Our air knows no boundaries and it is quite exhilarating to see that the shockwaves produced by the Hunga Tonga-Hunga Haʻapai volcano eruption almost 16.800km away were measured by our instruments deployed around Frankfurt (see chart). The shockwave travelled almost 16 hours. Not only that, but it seems that the same shockwave travelled around the globe and reached the same point another 18 hours later!
Why this is relevant? This exemplifies that our atmosphere knows no boundaries. And that events from emissions to eruptions ripple across the globe. Some of these events happen in slow motion, but they do happen and do have a measurable effect today.

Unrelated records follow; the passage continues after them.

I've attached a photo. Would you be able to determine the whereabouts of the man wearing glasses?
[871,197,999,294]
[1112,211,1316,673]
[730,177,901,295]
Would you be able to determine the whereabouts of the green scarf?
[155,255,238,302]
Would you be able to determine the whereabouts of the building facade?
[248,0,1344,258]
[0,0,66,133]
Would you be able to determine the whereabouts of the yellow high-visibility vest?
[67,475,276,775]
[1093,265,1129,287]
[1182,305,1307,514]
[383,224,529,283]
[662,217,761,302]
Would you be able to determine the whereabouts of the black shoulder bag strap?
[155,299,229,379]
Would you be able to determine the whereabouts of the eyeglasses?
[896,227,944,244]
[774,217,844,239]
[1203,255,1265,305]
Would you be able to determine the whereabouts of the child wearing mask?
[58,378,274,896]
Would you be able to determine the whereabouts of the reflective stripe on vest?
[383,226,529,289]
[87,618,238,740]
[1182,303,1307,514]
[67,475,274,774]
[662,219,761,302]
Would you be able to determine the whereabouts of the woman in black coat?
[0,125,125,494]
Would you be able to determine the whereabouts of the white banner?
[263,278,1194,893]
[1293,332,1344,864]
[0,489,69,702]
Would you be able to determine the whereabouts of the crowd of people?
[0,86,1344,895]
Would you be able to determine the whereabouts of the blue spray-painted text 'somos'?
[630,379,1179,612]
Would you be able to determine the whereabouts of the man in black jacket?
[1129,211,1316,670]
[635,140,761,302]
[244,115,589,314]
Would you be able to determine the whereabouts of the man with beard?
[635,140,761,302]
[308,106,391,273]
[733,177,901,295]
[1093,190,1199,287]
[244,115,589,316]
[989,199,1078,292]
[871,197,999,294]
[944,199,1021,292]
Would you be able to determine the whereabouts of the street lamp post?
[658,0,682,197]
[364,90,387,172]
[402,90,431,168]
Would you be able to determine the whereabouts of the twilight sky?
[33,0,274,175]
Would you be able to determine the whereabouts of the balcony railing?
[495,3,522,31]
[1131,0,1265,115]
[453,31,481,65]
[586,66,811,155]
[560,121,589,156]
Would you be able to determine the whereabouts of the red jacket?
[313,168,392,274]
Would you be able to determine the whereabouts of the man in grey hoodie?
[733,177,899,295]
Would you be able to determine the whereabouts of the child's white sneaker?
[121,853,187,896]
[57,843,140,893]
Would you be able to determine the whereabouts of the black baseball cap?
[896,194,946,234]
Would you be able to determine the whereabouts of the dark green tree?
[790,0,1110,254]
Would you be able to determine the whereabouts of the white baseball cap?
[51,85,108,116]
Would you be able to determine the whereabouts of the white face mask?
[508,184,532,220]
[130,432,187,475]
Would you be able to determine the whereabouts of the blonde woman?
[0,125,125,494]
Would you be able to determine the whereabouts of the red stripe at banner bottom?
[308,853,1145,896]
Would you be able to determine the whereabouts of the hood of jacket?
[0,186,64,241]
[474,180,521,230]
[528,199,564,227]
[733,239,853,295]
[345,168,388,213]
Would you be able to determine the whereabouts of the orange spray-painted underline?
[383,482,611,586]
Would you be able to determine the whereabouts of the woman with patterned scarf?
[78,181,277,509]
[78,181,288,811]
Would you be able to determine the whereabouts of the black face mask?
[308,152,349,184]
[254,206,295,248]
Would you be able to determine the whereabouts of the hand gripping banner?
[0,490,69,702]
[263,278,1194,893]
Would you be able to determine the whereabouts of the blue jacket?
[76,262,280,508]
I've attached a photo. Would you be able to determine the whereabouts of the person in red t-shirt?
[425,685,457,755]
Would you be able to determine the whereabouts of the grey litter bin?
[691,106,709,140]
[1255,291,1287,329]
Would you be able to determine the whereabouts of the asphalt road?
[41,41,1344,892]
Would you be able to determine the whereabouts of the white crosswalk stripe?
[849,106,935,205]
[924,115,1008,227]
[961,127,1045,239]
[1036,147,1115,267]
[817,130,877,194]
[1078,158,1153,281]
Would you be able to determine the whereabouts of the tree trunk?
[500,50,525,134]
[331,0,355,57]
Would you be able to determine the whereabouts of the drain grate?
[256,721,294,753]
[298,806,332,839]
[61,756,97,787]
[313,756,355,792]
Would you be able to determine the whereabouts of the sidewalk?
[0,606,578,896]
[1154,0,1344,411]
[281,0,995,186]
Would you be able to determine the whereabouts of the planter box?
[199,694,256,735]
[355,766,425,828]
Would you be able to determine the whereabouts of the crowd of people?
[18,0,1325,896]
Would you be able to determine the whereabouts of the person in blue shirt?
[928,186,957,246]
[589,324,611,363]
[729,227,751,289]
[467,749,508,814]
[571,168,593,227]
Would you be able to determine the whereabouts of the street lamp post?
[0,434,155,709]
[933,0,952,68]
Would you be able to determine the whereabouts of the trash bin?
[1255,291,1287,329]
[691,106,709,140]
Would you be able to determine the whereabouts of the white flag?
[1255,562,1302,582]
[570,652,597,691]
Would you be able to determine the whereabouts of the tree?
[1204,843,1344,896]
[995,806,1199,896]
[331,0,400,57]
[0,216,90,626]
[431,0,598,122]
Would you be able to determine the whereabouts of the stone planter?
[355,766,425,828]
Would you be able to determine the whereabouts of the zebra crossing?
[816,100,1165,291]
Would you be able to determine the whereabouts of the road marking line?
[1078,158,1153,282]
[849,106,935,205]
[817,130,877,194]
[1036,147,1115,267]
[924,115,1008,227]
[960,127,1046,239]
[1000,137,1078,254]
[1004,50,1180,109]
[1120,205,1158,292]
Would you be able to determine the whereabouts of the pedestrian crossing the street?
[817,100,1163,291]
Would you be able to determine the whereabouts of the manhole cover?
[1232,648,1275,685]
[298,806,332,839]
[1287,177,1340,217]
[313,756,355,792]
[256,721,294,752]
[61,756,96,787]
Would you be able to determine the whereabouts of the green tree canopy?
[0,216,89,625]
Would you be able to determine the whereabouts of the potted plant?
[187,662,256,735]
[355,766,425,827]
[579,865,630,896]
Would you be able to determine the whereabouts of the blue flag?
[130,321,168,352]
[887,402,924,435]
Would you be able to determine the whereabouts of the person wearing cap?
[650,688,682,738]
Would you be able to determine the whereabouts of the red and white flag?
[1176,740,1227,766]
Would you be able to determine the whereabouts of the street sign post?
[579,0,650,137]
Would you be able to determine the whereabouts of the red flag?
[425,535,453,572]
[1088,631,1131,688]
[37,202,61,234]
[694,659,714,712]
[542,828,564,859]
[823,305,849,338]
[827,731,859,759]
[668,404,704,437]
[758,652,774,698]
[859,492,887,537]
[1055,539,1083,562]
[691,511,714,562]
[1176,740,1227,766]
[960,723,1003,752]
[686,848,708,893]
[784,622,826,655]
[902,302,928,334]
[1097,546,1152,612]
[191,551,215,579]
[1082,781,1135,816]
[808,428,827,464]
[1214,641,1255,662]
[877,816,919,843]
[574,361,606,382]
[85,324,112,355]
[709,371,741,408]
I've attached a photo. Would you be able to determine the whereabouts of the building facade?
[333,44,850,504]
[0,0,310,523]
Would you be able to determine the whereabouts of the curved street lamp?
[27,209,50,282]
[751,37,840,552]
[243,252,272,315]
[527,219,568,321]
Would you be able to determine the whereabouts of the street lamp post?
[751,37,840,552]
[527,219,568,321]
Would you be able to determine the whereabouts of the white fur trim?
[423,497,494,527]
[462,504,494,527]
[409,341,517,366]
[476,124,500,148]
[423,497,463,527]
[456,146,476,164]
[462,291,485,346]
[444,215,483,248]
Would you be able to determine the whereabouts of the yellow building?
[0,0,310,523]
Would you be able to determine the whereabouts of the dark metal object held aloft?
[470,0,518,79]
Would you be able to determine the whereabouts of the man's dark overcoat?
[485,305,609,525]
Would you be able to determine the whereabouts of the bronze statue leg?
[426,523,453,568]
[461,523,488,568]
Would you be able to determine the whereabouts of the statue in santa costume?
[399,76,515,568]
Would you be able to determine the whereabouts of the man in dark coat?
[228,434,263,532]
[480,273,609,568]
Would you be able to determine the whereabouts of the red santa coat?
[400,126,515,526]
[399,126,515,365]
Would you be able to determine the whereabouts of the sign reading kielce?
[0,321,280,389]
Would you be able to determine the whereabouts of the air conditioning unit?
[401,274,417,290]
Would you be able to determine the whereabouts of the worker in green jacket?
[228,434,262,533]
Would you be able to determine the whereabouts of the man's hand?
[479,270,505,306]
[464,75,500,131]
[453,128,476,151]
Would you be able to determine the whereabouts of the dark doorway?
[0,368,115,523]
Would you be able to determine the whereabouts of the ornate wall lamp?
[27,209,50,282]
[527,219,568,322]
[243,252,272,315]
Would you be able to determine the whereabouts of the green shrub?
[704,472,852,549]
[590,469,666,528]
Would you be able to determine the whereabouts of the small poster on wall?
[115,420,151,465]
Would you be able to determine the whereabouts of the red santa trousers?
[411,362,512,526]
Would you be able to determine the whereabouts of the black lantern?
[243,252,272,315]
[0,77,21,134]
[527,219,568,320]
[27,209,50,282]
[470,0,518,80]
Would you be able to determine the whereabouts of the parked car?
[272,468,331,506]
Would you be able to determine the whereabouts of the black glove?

The environment and human activities remain perpetually intertwined, so it is a logical step that we need to bring environmental data into our decision making today and kickstart a feedback loop of data into insights, insights into policies, policies into applications being the starting point for behavioural changes. And here we are again at the beginning of the loop: How our behaviour does change the environment.
This requires new approaches, which go beyond a historic reporting of events and effects. Timely provided insights are needed to trigger behavioural changes. These insights need to be comprehensive – i.e. considering impacts globally – but still meaningful for each individual. They need to consider multiple cross effects, but still, come down to actionable insights.
New business models emerge to support this, providing information, which we need to enhance our effectiveness. These new business models are required to address global challenges, such as climate change, which are caused and influenced by the very individual behaviour of regions, cities, and persons.